Pickers, Flickers, and Escorters

Are you a picker, a flicker, or an escorter?

Aunt Ruth was an escorter; it’s why she took up crochet as being more satisfying.  Ten-year-old step-granddaughter Maria also was an escorter; it’s why she’d been working on the same beginner’s scarf for three years. 

An escorter drops the right-hand needle and, using thumb and forefinger, escorts the yarn personally around the needle for each and every stitch.  Obviously, that takes ages.

A flicker also puts the yarn over the right needle with the right forefinger, but with a quick flicking motion while the right needle rests between thumb and forefinger.  This is the way my British-born mother taught me.  It’s the way she still knits, fluently and quickly, her needles making soft little clickety sounds.  It’s the way I knitted until last year, when repetitive motion injury finally forced me into the other path…

…the picker.  Which is how, after a good video, a good book, and a few months of self-retraining, I now classify myself.  The picker uses the Continental method, holding the yarn with the left hand and using the right needle to pick the yarn through the loops. 

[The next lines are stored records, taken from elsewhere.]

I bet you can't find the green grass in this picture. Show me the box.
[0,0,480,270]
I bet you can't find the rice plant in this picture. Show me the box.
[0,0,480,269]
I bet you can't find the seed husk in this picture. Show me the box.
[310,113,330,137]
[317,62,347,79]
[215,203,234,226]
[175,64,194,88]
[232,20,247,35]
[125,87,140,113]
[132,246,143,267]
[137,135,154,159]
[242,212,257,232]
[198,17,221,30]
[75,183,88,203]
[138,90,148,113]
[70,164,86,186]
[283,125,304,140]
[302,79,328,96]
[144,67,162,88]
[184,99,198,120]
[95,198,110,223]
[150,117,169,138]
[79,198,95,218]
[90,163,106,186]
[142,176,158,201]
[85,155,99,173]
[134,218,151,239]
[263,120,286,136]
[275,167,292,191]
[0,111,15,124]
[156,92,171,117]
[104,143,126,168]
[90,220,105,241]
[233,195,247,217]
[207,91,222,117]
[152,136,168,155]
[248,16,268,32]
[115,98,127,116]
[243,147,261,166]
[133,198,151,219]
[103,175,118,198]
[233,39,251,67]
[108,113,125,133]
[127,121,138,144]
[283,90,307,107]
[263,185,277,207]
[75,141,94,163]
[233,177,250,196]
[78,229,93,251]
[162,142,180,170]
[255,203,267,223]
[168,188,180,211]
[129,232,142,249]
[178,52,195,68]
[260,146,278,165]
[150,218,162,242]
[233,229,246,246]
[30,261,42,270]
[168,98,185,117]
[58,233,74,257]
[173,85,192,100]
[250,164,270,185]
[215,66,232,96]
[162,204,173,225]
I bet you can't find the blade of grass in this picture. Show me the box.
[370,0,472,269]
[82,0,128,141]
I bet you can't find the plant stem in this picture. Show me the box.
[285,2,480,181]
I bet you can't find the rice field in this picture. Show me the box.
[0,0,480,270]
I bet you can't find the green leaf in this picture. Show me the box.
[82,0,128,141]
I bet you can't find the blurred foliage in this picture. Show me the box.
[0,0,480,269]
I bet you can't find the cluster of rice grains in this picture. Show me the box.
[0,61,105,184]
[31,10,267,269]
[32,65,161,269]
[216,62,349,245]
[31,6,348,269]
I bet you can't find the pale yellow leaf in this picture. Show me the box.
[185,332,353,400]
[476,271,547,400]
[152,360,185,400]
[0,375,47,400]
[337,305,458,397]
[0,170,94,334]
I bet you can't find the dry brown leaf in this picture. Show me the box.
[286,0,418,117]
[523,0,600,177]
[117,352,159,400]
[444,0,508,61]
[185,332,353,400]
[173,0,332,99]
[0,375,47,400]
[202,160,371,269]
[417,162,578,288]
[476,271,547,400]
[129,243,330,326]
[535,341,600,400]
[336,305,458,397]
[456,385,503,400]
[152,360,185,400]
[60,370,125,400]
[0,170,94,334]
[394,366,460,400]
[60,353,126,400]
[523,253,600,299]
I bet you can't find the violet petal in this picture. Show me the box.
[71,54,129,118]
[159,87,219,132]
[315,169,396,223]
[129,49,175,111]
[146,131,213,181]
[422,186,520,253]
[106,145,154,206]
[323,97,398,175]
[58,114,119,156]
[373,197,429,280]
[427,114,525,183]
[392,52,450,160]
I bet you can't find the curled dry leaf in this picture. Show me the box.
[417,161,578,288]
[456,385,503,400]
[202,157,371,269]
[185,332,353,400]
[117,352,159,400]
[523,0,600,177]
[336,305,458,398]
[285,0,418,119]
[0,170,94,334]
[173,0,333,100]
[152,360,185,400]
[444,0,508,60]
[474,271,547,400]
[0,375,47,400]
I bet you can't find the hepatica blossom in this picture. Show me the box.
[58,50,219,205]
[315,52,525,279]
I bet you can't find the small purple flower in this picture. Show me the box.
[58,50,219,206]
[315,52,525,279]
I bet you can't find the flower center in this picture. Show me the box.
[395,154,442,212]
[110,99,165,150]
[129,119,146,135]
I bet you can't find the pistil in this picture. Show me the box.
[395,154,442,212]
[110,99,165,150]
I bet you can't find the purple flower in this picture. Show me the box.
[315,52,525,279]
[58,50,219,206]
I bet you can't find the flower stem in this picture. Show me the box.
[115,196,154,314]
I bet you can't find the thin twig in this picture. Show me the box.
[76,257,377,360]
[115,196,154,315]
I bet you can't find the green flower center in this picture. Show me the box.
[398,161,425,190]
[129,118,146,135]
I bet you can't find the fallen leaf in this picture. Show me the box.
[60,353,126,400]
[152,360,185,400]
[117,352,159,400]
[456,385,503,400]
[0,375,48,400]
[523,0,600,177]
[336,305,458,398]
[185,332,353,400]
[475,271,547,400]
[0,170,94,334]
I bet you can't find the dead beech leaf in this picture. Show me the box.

Left-handed Maria took to this naturally, once I showed her how, and is now turning out rows and rows in only a few minutes.  So am I, after some initial floundering.  It’s easier to come to motor skills young. 

But if your choice is retrain or leave the craft, I choose the new learning curve.  No more pain in that mouse thumb, though the computer still makes it complain.  And now that I’ve achieved some fluency, I remind myself of those German women I always admired, racing along with their mystifying left-hand knitting. 

Pickers, flickers, and escorters:  happy knitting to us all.